One of the things Im really excited about is a group in research called the Programmer Productivity Research Center. One of the things theyve been working on is this notion that you can build a lifetime XML database of information about the applications and the systems we build that sort of go from the original specification, record that and try to turn it into a much more mathematical specification. All the way through the development of code, we can keep track of whos written what part of the code and keep track of all the test cases that have been run. When we get error reports from the field, if weve got that database, we can then relate it back to the original code and find the people who worked on it.

Being able to manage that whole software life cycle in a way that is more scientific has been a dream in the software universe for a while, and I think were getting close to really being there. With the .Net server release, thatll be the first time a number of these technologies will have been used throughout the entire development cycle of a product, and were certainly seeing a significant reduction in certain types of errors in our testing.

eWeek: How does the Trustworthy Computing initiative extend into the lab?

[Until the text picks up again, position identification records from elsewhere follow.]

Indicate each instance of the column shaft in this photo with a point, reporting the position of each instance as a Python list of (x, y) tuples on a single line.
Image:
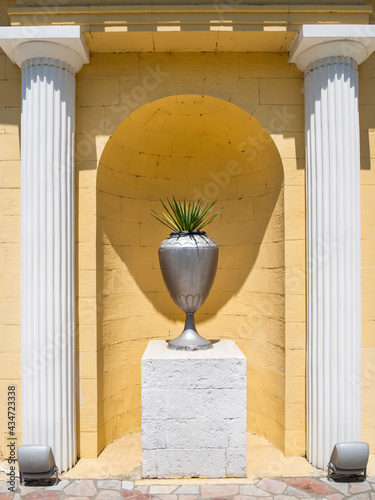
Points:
[(333, 256), (47, 257)]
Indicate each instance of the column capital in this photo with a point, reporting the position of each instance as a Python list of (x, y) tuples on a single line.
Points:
[(65, 43), (319, 41)]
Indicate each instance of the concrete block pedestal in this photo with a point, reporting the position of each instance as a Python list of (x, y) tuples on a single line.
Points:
[(193, 411)]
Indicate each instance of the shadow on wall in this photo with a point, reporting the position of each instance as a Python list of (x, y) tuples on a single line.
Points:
[(188, 146)]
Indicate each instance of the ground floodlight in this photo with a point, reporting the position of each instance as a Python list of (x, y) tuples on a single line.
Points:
[(36, 462), (348, 459)]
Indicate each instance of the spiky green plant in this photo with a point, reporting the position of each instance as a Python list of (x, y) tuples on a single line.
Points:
[(192, 215)]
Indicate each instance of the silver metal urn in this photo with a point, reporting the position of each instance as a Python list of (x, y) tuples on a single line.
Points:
[(188, 262)]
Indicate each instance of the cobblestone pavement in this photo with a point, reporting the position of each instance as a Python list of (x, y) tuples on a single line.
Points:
[(113, 489)]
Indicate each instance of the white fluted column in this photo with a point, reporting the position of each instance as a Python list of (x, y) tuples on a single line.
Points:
[(333, 374), (49, 388)]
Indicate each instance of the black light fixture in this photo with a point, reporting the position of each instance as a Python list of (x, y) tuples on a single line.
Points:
[(36, 462), (348, 459)]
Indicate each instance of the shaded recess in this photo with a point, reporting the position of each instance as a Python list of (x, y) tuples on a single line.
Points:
[(190, 146)]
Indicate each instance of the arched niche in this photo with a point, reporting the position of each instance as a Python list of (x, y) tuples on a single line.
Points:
[(190, 146)]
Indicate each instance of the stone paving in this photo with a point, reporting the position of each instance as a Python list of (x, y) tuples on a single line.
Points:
[(303, 488)]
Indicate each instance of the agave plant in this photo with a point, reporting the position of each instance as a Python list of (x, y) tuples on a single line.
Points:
[(192, 215)]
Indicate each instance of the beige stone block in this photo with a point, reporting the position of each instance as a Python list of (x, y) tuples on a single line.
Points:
[(367, 282), (245, 93), (295, 281), (88, 445), (294, 197), (87, 284), (12, 71), (11, 338), (9, 368), (10, 93), (367, 197), (126, 233), (295, 335), (88, 392), (85, 147), (87, 365), (86, 174), (112, 256), (10, 174), (10, 229), (280, 118), (368, 436), (153, 233), (10, 310), (294, 171), (150, 280), (86, 256), (10, 283), (295, 253), (86, 310), (295, 226), (367, 416), (368, 311), (236, 256), (86, 201), (104, 233), (269, 355), (368, 334), (3, 59), (90, 119), (295, 416), (87, 338), (10, 201), (281, 91), (366, 117), (111, 65), (295, 392), (86, 228), (290, 145), (275, 229), (276, 281), (9, 146), (295, 442), (88, 418), (267, 65), (97, 92), (135, 210), (295, 363)]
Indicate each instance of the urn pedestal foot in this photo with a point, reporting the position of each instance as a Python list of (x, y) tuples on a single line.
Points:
[(189, 340), (193, 412)]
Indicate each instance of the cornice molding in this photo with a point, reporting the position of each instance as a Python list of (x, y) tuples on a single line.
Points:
[(315, 42), (65, 43)]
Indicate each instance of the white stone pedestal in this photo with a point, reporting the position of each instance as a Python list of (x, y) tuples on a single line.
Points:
[(194, 411)]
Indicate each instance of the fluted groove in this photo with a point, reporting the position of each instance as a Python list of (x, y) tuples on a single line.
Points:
[(47, 257), (333, 256)]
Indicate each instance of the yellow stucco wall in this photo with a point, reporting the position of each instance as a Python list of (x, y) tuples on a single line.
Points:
[(191, 146), (249, 81), (111, 90), (10, 340)]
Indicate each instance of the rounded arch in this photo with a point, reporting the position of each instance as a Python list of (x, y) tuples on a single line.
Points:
[(190, 146)]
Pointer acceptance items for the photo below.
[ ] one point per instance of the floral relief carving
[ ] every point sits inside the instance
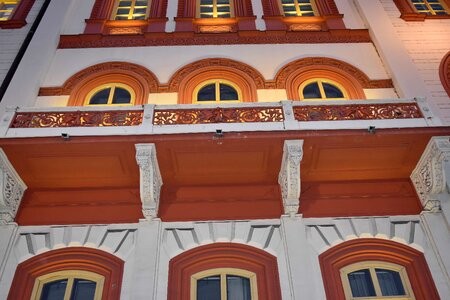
(429, 177)
(289, 177)
(12, 190)
(150, 179)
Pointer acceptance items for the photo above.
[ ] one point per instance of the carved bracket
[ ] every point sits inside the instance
(289, 177)
(429, 176)
(150, 179)
(12, 188)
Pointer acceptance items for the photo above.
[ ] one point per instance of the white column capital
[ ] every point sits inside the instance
(289, 177)
(429, 176)
(12, 188)
(150, 179)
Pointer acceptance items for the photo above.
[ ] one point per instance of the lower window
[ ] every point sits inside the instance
(68, 285)
(224, 284)
(376, 280)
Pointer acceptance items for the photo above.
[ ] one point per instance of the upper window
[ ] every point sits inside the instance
(216, 90)
(223, 284)
(430, 7)
(322, 89)
(131, 10)
(377, 280)
(214, 9)
(7, 8)
(68, 285)
(111, 94)
(301, 8)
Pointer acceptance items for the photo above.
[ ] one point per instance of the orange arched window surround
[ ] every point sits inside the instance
(72, 258)
(361, 250)
(224, 255)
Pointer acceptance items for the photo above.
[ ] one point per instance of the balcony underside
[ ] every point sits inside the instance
(206, 177)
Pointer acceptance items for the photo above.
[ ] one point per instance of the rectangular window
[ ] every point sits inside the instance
(131, 10)
(7, 8)
(429, 7)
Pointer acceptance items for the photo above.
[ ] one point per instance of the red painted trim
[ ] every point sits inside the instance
(72, 258)
(224, 255)
(444, 72)
(359, 250)
(18, 20)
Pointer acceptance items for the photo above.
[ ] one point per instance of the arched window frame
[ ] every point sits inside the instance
(372, 265)
(70, 275)
(223, 272)
(217, 83)
(320, 82)
(113, 86)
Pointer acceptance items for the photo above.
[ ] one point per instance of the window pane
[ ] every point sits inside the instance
(228, 93)
(208, 288)
(332, 91)
(311, 91)
(361, 284)
(83, 290)
(238, 288)
(207, 93)
(101, 97)
(390, 282)
(54, 290)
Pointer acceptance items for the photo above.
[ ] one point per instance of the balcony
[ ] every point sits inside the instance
(165, 119)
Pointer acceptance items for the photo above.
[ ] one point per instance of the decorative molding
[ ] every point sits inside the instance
(444, 72)
(192, 38)
(217, 115)
(357, 112)
(289, 177)
(429, 177)
(12, 189)
(150, 179)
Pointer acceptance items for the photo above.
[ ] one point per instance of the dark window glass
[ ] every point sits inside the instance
(311, 91)
(208, 288)
(54, 290)
(228, 93)
(101, 97)
(238, 288)
(207, 93)
(332, 91)
(390, 283)
(361, 283)
(121, 96)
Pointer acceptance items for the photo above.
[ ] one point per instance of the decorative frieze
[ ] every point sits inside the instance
(150, 179)
(289, 177)
(429, 176)
(12, 188)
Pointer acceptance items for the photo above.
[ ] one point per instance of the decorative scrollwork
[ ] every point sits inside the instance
(357, 112)
(77, 119)
(218, 115)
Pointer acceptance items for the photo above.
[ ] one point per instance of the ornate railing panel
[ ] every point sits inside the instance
(77, 119)
(218, 115)
(357, 112)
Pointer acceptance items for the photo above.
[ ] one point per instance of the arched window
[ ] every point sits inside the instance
(73, 285)
(376, 279)
(111, 94)
(216, 90)
(223, 284)
(300, 8)
(131, 10)
(214, 9)
(322, 89)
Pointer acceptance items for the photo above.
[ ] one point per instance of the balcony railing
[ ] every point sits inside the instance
(164, 119)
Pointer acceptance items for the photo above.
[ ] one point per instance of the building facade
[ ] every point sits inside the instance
(227, 149)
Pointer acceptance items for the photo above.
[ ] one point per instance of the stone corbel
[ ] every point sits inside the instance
(150, 179)
(429, 176)
(289, 177)
(12, 189)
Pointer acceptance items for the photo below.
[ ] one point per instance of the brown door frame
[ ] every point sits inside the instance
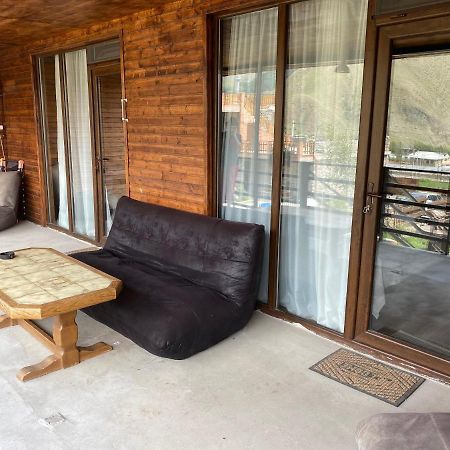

Rashid: One of the ways it extends in is, through our Programmer Productivity Research Center, we have developed a number of technologies for doing automated, statistical analyses of applications.

In an early form, just as Windows 2000 was about to hit the streets, was a tool that does path-sensitive static analysis of software and can look for a variety of errors, many of which are security errors such as buffer overruns. With Windows XP, that was refined. With .Net server, weve pushed that technology even further. Now its a required part of the build process for developers to use those tools. Its part of this process to really try to make a more trustworthy development process internally where a lot of common errors can be removed before we even get into the testing phase.

Another area weve put a lot of energy into, which hasnt had quite as much impact on the product group yet, is this notion of creating executable specifications for software. Its been used in a couple of our product groups already. Its relatively esoteric, but its something where were able for various kinds of applications now to literally describe them in such a way that even though the spec looks like English, its still executable. We can test the application against the spec once the application is written. Were trying to expand that use as time goes on. Technology transfer is a full contact sport, and, in this case, its really a full contact sport.